US announces end to sanctions waivers for Iranian oil purchases

Posted in Compliance Sanctions and export controls Risk advisory

On April 22, 2019, almost a year after President Trump announced the US’s withdrawal from the Iran nuclear deal (the Joint Comprehensive Plan of Action), the Trump administration announced that it will remove waivers that have allowed certain countries to continue oil purchases from Iran without facing US sanctions. When the withdrawal took effect in November of 2018, the Trump administration granted significant reduction exceptions (i.e., waivers) to eight countries—China, Greece, India, Italy, Japan, South Korea, Taiwan, and Turkey—which allowed them to continue purchasing oil from Iran for 180 days. These waivers are set to expire on May 2, 2019 and the Trump administration has made it clear that it will not renew those waivers. According to press reports, this decision is intended to bring Iran’s oil exports to zero by cutting off its principal source of revenue.

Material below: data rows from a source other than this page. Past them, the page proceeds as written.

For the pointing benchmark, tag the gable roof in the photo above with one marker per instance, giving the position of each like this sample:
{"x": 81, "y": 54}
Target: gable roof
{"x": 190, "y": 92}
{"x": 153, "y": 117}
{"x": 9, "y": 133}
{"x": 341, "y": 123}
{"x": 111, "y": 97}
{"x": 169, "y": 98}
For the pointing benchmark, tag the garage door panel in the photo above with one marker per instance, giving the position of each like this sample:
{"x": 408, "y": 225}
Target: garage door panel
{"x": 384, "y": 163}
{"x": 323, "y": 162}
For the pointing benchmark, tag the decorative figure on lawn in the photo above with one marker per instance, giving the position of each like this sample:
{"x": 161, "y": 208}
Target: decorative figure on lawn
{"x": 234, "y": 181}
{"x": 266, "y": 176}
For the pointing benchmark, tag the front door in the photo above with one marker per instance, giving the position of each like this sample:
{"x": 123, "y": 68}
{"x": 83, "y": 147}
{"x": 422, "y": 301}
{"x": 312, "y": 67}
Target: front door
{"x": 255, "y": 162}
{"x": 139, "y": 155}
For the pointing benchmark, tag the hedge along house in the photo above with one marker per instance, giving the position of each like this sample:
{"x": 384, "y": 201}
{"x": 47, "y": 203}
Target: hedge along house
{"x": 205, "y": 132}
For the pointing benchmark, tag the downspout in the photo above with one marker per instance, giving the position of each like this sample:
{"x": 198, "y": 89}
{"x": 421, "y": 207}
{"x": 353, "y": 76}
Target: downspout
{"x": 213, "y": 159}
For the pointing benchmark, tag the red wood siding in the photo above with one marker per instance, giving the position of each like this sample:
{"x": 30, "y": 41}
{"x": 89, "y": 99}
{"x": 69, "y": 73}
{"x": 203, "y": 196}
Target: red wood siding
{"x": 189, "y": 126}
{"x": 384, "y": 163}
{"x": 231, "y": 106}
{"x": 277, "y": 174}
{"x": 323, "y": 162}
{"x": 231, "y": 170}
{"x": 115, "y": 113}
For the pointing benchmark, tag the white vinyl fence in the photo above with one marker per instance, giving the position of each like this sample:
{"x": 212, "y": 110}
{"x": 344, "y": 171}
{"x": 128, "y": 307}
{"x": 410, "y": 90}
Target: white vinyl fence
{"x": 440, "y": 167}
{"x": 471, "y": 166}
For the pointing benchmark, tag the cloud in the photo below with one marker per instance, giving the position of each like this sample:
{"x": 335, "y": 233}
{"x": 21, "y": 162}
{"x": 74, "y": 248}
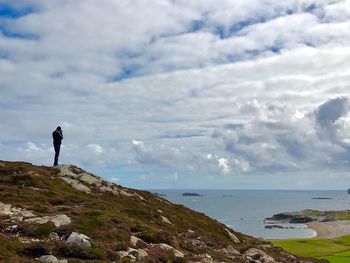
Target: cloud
{"x": 224, "y": 165}
{"x": 95, "y": 148}
{"x": 260, "y": 85}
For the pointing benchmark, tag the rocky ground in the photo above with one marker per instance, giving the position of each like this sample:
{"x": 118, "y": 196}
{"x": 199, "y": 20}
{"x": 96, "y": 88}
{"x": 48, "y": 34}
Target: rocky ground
{"x": 65, "y": 214}
{"x": 309, "y": 215}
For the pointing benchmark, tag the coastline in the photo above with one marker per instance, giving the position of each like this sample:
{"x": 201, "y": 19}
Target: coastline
{"x": 331, "y": 229}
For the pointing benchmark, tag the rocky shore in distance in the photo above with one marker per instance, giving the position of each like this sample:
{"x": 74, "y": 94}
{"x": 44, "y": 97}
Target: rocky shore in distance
{"x": 65, "y": 215}
{"x": 327, "y": 224}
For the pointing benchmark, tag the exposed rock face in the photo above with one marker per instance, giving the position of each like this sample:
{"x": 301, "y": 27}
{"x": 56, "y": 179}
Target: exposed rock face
{"x": 79, "y": 239}
{"x": 127, "y": 225}
{"x": 232, "y": 236}
{"x": 166, "y": 220}
{"x": 58, "y": 220}
{"x": 166, "y": 247}
{"x": 258, "y": 256}
{"x": 51, "y": 259}
{"x": 18, "y": 215}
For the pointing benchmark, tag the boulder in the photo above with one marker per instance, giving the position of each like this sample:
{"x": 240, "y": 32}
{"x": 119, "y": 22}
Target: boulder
{"x": 166, "y": 247}
{"x": 48, "y": 259}
{"x": 90, "y": 179}
{"x": 60, "y": 220}
{"x": 141, "y": 254}
{"x": 255, "y": 255}
{"x": 137, "y": 242}
{"x": 51, "y": 259}
{"x": 231, "y": 250}
{"x": 78, "y": 239}
{"x": 57, "y": 220}
{"x": 166, "y": 220}
{"x": 232, "y": 236}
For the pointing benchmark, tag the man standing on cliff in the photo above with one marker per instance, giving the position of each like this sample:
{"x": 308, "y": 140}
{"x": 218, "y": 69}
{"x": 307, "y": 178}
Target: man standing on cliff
{"x": 57, "y": 136}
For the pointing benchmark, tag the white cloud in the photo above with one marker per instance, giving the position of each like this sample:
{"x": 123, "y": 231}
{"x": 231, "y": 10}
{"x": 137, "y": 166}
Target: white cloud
{"x": 95, "y": 148}
{"x": 224, "y": 165}
{"x": 260, "y": 85}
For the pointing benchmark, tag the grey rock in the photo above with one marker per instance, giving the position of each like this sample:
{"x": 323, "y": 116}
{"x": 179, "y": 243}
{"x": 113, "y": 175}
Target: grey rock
{"x": 255, "y": 255}
{"x": 232, "y": 236}
{"x": 78, "y": 239}
{"x": 48, "y": 259}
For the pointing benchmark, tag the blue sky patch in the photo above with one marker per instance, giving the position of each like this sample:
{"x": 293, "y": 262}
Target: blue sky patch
{"x": 9, "y": 11}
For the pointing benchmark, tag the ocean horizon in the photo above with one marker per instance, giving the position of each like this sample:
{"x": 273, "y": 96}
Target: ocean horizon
{"x": 245, "y": 210}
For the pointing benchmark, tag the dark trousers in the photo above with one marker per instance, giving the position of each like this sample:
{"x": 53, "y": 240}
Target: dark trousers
{"x": 57, "y": 153}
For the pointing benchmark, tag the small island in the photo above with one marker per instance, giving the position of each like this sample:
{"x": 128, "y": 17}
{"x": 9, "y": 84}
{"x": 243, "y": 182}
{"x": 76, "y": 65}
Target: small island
{"x": 159, "y": 194}
{"x": 191, "y": 194}
{"x": 327, "y": 224}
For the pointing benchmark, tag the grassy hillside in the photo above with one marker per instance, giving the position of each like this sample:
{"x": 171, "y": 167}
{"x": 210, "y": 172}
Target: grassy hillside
{"x": 121, "y": 224}
{"x": 335, "y": 250}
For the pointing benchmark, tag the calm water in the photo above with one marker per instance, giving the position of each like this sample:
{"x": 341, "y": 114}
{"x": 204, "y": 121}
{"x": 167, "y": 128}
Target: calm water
{"x": 244, "y": 210}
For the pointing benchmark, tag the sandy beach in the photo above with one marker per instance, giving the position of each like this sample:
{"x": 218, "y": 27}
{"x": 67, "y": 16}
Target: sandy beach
{"x": 332, "y": 229}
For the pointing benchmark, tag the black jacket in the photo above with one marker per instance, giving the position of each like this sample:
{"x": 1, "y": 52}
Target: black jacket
{"x": 57, "y": 137}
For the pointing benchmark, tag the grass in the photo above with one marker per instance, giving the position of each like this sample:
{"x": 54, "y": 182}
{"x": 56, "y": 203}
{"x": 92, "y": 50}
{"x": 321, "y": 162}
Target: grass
{"x": 109, "y": 220}
{"x": 335, "y": 250}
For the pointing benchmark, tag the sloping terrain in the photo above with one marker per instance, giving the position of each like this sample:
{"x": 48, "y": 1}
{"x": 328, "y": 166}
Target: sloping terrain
{"x": 68, "y": 214}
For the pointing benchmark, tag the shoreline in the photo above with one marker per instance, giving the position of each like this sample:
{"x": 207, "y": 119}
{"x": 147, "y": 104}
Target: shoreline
{"x": 331, "y": 229}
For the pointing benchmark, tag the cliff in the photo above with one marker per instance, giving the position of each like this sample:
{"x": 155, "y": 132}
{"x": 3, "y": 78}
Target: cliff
{"x": 66, "y": 214}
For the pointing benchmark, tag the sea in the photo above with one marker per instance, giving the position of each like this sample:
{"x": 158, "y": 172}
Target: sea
{"x": 245, "y": 210}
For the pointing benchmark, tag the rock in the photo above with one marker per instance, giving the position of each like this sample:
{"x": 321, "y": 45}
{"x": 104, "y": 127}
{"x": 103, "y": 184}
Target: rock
{"x": 191, "y": 194}
{"x": 60, "y": 220}
{"x": 255, "y": 255}
{"x": 37, "y": 220}
{"x": 90, "y": 179}
{"x": 5, "y": 209}
{"x": 166, "y": 220}
{"x": 54, "y": 236}
{"x": 57, "y": 220}
{"x": 26, "y": 214}
{"x": 123, "y": 254}
{"x": 78, "y": 239}
{"x": 51, "y": 259}
{"x": 141, "y": 254}
{"x": 166, "y": 247}
{"x": 232, "y": 250}
{"x": 274, "y": 227}
{"x": 77, "y": 185}
{"x": 124, "y": 192}
{"x": 300, "y": 219}
{"x": 232, "y": 236}
{"x": 48, "y": 259}
{"x": 137, "y": 242}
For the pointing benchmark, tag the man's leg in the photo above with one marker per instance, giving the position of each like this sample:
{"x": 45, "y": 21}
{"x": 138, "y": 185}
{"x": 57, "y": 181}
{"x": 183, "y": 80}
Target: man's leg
{"x": 57, "y": 153}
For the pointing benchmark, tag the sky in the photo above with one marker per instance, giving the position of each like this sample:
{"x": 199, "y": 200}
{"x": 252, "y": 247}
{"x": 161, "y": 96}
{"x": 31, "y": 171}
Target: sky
{"x": 205, "y": 94}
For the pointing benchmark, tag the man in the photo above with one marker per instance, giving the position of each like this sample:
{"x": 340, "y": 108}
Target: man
{"x": 57, "y": 136}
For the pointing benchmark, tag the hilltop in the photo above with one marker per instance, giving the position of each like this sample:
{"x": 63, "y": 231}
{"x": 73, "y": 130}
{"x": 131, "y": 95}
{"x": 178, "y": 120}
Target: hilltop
{"x": 65, "y": 214}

The practical impact of this decision is that, as of May 2, 2019, companies in those eight countries will have to entirely end their imports of Iranian oil or potentially face US sanctions. Some of those countries reportedly have already halted their Iranian oil imports and no longer need waivers. However, the decision could have significant implications for Iran’s major trading partners that have continued to import Iranian oil—China, India, Japan, South Korea, and Turkey. Turkish officials have denounced the decision, citing the critical role of Iranian oil in meeting Turkey’s energy needs and the practical difficulties that Turkey will face as a neighbor of Iran in completely closing its economy to Iranian goods. In a message posted on Twitter, Turkey’s Foreign Minister Mevlüt Çavuşoğlu said: “Turkey rejects unilateral sanctions and impositions on how to conduct relations with neighbors.” Some questions regarding implementation remain unanswered. For example, it is not clear how the US government will respond to companies that have existing orders for Iranian oil that are expected to be delivered after the waivers expire.

We will continue to monitor these developments and issue additional updates as warranted.